Phosphorylation and Intrinsic Sequence Disorder in the Spliceosome—
A quarter of the highly disordered proteins found in this study (Table III) are involved in RNA binding and splicing. The majority of these belong to the SR family of non-small nuclear ribonucleoprotein splicing factors, and we identified 76 phosphorylation sites on these proteins. This family is characterized by the presence of an RS domain and an RNA recognition motif. A characteristic feature of SR proteins is extensive serine phosphorylation, which is essential to their function in early stages of spliceosome assembly (46, 47). In addition, RS domain phosphorylation can regulate the activity of SR proteins (48, 49) by the introduction of negatively charged phosphogroups that influence both RNA and protein binding.

SRRM1 (SRm160) and SRRM2 (SRM300) are SR proteins that form the splicing coactivator, which functions in splicing by promoting critical interactions between splicing factors bound to pre-mRNA (50). We characterized 19 and 33 phosphorylation sites on these proteins, respectively, and in addition, we found that they are predicted to be highly disordered (85.4 and 95.9% disordered sequence, respectively). We also characterized phosphorylation sites on an SR protein kinase, PRP4 (62.7% disorder). PRP4 has been shown to bind to and is a substrate of Clk1, another SR protein kinase, and its activity has been mapped to the N terminus at possibly one of the sites we identified (Ser-143 and Ser-145) (51). There is evidence to suggest that Clk1 is not a direct regulator of SR proteins and that PRP4 is more active than Clk1 in phosphorylating SR proteins (51).
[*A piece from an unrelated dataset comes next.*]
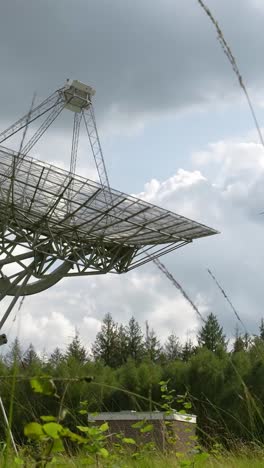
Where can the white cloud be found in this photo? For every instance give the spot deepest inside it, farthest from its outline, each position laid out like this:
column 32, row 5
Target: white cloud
column 225, row 190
SR-cyp (77.2% sequence disorder) interacts with Clk1, which hyperphosphorylates SR proteins causing their localization to change from nuclear speckles (zones of accumulation of transcriptional and mRNA splicing factors) to a diffuse nucleoplasmic localization (52). Similarly SR-cyp regulates the localization of SR proteins, including SRRM2, redistributing them from nuclear speckles to a diffuse nucleoplasmic localization (53).

SR proteins and other splicing-associated phosphoproteins characterized in this study were isolated from the cytosolic fraction, supporting a function in RNA export where they would shuffle from the nucleus to the cytoplasm. In addition, as these proteins were found in their phosphorylated state, their presence in RNA export complexes or their cytoplasmic shuttling is likely to be regulated by phosphorylation. The requirement for protein and RNA binding, in conjunction with extensive phosphorylation and interaction with other disordered chaperones such as SR-cyp, is rudimentary to participation in highly regulated processes such as RNA splicing and export. The demands placed on SR proteins in terms of molecular binding capabilities and such extensive regulation by phosphorylation appear to be satisfied by their highly disordered nature.
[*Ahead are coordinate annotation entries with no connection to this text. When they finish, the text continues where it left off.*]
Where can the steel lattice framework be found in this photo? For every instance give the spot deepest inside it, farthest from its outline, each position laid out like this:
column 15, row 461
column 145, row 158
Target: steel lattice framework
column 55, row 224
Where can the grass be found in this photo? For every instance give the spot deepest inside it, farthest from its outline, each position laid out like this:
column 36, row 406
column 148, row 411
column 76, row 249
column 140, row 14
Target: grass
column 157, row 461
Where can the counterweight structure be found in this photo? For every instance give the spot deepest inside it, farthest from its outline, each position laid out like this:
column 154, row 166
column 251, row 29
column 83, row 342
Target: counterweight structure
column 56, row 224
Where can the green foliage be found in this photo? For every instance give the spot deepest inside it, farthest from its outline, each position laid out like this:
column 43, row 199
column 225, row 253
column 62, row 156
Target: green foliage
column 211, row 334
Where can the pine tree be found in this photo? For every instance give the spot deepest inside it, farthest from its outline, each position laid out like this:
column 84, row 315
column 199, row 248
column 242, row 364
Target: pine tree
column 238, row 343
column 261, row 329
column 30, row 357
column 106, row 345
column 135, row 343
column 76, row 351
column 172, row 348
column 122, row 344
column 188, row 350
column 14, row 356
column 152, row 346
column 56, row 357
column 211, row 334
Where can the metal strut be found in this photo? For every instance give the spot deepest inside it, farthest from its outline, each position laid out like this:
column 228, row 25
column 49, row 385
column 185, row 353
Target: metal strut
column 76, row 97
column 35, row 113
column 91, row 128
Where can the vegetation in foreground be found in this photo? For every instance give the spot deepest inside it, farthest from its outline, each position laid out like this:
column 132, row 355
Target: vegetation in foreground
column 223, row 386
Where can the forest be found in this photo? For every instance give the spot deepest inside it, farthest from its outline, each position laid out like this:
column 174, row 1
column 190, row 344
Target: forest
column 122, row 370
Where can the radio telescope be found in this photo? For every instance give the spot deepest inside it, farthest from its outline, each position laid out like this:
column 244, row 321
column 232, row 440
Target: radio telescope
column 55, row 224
Phosphorylation and Intrinsic Sequence Disorder in the Cytoskeleton—
Three phosphorylated components of the cytoskeleton that are known to be disordered or contain experimentally determined disordered regions were found in the cytosolic phosphoproteome; tubulin polymerization-promoting protein (TPPP) (46.8% disorder), Tau (microtubule-associated protein Tau) (81.0% disorder), and β-adducin (48.3% disorder). β-Adducin binds to spectrin-actin complexes and promotes the association of actin with spectrin (54). The C-terminal tail of β-adducin is intrinsically disordered and was identified as the site for binding to spectrin-actin complexes (54). We identified six phosphorylation sites on two consecutive phosphopeptides spanning 53 amino acids of this unstructured C-terminal tail. This multisite phosphorylation cluster is well placed to regulate interaction with spectrin-actin complexes, lying N-terminal to protein kinase C phosphorylation sites that inhibit the activity of β-adducin in promoting spectrin-actin complexes (55).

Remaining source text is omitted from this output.